Headquarters: Santa Clara

Founded: 2007

Focus: Geographically distributed relational database management

Product availability: TransLattice Elastic Database (TED) launched in 2010, Version 3.0 was released in February

Funding: $9.5 million, led by DCM Ventures

Management: CEO and Co-founder Frank Huerta and CTO Michael Lyle, both formerly with Symantec, Recourse Technologies and Exodus

More information: TransLattice 

Let's say an organization has multiple sites across the country or world, and has a database accessed by workers in all those locations. The database needs to be synchronized so that everyone has all the same information, no matter where they are.

The cloud might seem like one option: Spin up a relational database instance via Amazon Web Services, right?
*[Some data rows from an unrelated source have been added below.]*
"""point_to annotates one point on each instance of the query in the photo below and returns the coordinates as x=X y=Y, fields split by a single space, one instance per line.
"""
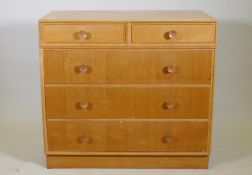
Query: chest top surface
x=166 y=16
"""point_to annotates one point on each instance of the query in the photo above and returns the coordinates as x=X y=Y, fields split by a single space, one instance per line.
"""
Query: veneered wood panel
x=186 y=33
x=128 y=66
x=127 y=136
x=96 y=33
x=128 y=102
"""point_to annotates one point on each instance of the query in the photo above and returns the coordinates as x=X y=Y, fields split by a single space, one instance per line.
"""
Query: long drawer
x=127 y=102
x=127 y=136
x=128 y=66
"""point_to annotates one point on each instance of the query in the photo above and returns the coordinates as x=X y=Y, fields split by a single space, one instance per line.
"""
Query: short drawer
x=128 y=66
x=173 y=33
x=131 y=102
x=90 y=33
x=126 y=136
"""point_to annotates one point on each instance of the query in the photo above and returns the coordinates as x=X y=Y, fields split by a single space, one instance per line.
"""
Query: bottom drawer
x=126 y=136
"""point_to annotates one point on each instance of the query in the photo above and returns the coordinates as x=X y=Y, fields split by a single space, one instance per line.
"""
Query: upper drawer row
x=121 y=33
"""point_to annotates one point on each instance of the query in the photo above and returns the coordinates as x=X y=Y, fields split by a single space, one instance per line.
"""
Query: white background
x=20 y=107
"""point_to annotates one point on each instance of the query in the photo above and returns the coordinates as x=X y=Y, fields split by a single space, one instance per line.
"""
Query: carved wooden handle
x=84 y=139
x=84 y=105
x=170 y=35
x=167 y=139
x=169 y=105
x=169 y=69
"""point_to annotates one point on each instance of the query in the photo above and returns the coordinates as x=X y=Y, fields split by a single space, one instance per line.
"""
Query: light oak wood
x=97 y=33
x=120 y=66
x=127 y=161
x=185 y=33
x=140 y=16
x=114 y=83
x=134 y=102
x=131 y=136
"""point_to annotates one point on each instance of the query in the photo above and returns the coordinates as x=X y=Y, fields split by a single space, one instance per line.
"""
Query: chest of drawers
x=127 y=89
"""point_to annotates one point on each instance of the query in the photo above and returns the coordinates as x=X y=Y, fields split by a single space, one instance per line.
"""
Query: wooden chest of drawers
x=127 y=89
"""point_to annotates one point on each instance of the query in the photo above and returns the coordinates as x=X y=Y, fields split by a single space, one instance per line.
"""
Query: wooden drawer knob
x=168 y=105
x=167 y=139
x=170 y=35
x=82 y=69
x=84 y=139
x=84 y=105
x=84 y=35
x=169 y=69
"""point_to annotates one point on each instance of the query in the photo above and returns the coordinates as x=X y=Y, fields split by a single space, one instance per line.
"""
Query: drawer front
x=172 y=33
x=127 y=102
x=127 y=136
x=128 y=66
x=83 y=33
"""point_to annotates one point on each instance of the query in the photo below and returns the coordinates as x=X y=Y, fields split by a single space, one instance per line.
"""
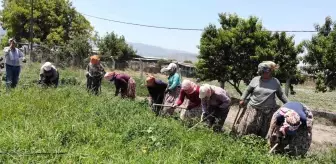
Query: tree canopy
x=321 y=55
x=232 y=52
x=112 y=45
x=55 y=22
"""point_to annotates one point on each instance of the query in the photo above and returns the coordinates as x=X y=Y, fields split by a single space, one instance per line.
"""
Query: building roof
x=186 y=64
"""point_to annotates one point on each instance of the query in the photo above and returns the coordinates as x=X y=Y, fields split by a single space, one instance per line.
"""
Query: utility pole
x=31 y=28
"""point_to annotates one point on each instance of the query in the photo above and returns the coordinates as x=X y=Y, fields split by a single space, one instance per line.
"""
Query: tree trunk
x=287 y=87
x=222 y=84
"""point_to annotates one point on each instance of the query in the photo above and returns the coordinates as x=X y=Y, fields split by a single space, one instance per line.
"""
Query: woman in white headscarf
x=173 y=89
x=189 y=90
x=261 y=106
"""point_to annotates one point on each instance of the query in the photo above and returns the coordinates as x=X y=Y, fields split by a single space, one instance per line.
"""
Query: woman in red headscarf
x=189 y=90
x=94 y=74
x=123 y=83
x=291 y=125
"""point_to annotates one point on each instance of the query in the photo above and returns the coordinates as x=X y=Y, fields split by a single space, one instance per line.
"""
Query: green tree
x=116 y=47
x=56 y=22
x=230 y=53
x=188 y=61
x=321 y=55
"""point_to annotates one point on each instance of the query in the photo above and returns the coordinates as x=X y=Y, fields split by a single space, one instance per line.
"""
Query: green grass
x=106 y=129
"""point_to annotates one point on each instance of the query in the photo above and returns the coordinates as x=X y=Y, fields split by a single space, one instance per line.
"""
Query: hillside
x=154 y=51
x=66 y=125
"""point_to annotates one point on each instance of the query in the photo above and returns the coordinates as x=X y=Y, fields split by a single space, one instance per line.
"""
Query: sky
x=275 y=15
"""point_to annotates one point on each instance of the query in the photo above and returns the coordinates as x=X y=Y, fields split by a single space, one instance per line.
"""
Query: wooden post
x=221 y=84
x=287 y=87
x=141 y=69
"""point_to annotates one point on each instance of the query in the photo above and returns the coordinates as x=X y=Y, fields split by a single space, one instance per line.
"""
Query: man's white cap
x=204 y=91
x=170 y=66
x=47 y=66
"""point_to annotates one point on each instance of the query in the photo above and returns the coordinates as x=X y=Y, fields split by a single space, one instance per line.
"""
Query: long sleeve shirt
x=13 y=57
x=263 y=93
x=95 y=70
x=174 y=81
x=219 y=99
x=120 y=82
x=193 y=98
x=156 y=91
x=51 y=75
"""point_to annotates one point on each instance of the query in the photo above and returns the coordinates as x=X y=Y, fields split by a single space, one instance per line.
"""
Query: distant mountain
x=146 y=50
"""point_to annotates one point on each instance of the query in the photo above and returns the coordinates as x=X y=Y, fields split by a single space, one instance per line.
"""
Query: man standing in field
x=13 y=58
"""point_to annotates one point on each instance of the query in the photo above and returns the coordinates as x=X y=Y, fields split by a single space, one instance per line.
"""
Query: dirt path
x=323 y=136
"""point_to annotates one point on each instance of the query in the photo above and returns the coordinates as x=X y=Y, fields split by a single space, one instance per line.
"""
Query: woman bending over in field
x=123 y=83
x=94 y=74
x=49 y=75
x=291 y=126
x=156 y=89
x=215 y=106
x=173 y=90
x=189 y=90
x=262 y=89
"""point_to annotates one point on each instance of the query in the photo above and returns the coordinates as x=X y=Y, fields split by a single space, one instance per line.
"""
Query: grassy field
x=36 y=124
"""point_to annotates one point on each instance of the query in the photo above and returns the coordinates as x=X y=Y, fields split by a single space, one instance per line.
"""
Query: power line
x=184 y=29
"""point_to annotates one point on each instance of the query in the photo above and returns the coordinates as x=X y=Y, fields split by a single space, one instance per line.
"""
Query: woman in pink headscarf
x=190 y=90
x=123 y=83
x=291 y=125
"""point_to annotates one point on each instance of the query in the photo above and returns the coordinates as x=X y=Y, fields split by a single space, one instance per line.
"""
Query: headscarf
x=189 y=86
x=267 y=66
x=171 y=67
x=150 y=80
x=292 y=121
x=109 y=75
x=10 y=40
x=205 y=91
x=47 y=66
x=94 y=59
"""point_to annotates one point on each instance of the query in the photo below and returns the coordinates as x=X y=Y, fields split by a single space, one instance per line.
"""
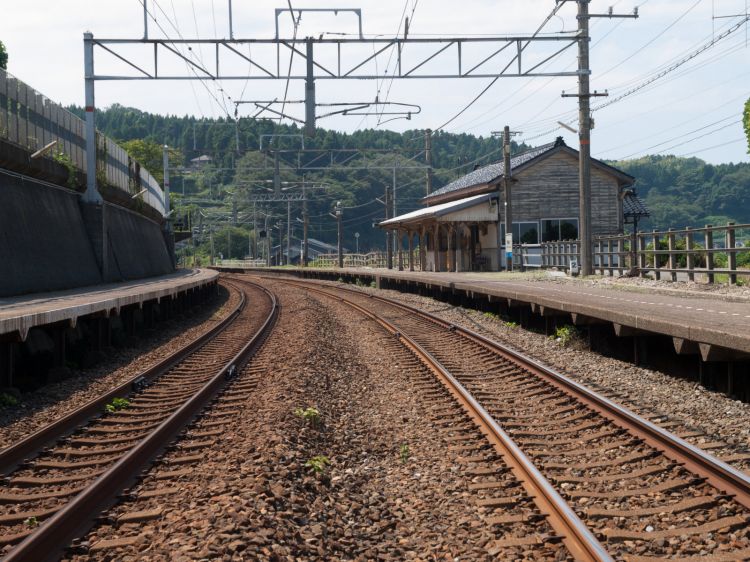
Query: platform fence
x=31 y=121
x=712 y=254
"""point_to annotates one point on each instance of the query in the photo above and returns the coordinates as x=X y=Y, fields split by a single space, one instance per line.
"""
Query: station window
x=523 y=232
x=559 y=229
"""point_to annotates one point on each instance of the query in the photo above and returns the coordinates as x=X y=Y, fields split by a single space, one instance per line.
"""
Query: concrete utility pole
x=268 y=243
x=309 y=90
x=339 y=216
x=288 y=232
x=165 y=158
x=508 y=201
x=254 y=251
x=305 y=223
x=584 y=137
x=585 y=124
x=394 y=210
x=388 y=234
x=428 y=158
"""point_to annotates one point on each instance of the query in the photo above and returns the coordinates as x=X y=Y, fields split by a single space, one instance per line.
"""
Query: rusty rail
x=717 y=473
x=76 y=517
x=15 y=454
x=577 y=537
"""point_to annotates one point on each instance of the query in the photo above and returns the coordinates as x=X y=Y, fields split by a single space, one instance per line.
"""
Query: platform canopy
x=478 y=208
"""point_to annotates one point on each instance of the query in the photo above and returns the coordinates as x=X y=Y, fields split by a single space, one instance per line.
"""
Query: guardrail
x=371 y=259
x=712 y=253
x=31 y=121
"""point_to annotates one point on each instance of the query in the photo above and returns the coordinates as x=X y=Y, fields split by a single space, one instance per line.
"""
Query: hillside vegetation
x=679 y=191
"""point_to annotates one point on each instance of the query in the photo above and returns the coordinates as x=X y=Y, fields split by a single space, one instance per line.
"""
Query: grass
x=117 y=404
x=310 y=415
x=404 y=453
x=318 y=464
x=7 y=400
x=564 y=335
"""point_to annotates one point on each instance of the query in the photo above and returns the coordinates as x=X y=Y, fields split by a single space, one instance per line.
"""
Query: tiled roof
x=437 y=210
x=633 y=206
x=492 y=171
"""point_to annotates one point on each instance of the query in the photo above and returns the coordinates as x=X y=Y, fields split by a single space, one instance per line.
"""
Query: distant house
x=314 y=249
x=200 y=162
x=459 y=225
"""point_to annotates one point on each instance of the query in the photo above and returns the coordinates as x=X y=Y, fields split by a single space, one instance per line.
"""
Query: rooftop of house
x=496 y=170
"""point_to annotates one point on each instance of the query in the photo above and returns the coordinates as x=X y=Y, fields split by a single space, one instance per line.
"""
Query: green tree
x=746 y=123
x=3 y=56
x=150 y=155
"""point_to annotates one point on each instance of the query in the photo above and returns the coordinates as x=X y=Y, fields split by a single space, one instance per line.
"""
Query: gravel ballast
x=51 y=402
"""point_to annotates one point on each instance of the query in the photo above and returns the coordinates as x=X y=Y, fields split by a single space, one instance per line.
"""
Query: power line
x=650 y=41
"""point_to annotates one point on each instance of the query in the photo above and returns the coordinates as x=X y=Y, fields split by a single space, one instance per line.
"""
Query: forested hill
x=689 y=192
x=679 y=191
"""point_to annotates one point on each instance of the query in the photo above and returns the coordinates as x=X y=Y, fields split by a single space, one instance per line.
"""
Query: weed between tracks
x=117 y=404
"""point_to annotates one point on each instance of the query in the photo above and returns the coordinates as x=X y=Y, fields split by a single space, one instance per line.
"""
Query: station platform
x=20 y=314
x=712 y=325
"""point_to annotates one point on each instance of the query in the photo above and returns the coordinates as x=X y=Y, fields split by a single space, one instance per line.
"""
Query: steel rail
x=76 y=517
x=575 y=534
x=15 y=454
x=719 y=474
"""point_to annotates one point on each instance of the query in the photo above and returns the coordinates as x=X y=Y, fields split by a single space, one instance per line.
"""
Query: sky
x=670 y=90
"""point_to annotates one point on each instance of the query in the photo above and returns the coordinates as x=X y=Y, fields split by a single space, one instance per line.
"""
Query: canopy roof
x=437 y=211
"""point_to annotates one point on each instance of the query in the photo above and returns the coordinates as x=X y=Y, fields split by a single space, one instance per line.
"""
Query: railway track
x=52 y=493
x=643 y=492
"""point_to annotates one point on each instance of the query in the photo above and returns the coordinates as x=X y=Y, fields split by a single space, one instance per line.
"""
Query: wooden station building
x=458 y=228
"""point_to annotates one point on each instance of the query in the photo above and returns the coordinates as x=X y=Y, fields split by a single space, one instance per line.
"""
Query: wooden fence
x=31 y=121
x=712 y=253
x=372 y=259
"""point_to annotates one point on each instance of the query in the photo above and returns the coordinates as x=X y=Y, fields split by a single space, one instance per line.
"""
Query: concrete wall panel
x=43 y=244
x=137 y=246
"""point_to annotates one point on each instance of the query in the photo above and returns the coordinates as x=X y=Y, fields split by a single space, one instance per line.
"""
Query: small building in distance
x=200 y=162
x=458 y=228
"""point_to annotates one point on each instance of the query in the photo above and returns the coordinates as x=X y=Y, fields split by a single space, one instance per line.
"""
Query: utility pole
x=288 y=232
x=585 y=124
x=165 y=159
x=388 y=246
x=309 y=90
x=276 y=175
x=268 y=243
x=305 y=223
x=428 y=158
x=254 y=251
x=339 y=215
x=395 y=213
x=508 y=201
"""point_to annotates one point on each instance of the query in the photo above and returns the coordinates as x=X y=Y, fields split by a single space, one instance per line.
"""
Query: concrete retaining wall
x=48 y=243
x=137 y=246
x=43 y=242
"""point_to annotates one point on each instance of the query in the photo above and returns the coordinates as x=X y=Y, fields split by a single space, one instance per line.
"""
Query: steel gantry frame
x=342 y=69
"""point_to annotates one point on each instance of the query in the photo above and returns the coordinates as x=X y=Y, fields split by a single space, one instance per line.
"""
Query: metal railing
x=31 y=121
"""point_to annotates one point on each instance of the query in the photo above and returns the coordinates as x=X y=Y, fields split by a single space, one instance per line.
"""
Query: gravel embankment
x=47 y=404
x=254 y=498
x=714 y=413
Not quite says Louise Frank, marketing vice president for TransLattice. AWS database instances do not automatically replicate across sites, so changes made in one availability zone of Amazon's cloud will not appear immediately at another site. TransLattice databases do.

A software and hardware appliance from TransLattice sits at each site where an organization has a relational database and automatically synchronizes the nodes across locales. It uses sharding techniques that split up the data into bite-size chunks as well as caching technology to get the job done.

The company was born in part out of the vision of CTO Lyle, who before co-founding the company served as an entrepreneur-in-residence at venture firm DCM. He kept hearing pitches from companies doing WAN optimization, load balancers and database optimization tools. "All those individual components just make the system more complicated and they don't actually solve the problem," Funke says. So Lyle - who had previously served as CTO of distributed security/threat management firm Resource Technologies, which was later acquired by Symantec - left the VC world and began pursuing the idea of a globally-dispersed database system.

Now, TransLattice is humming along, having recently announced the third generation of its TransLattice Elastic Database (TED), which now spans across Amazon Web Services and Dell public clouds to ensure high availability and resiliency. The company has also rolled out the TransLattice Application Platform, which applies the same technology used to synchronize the databases for customers to host applications at sites across the globe.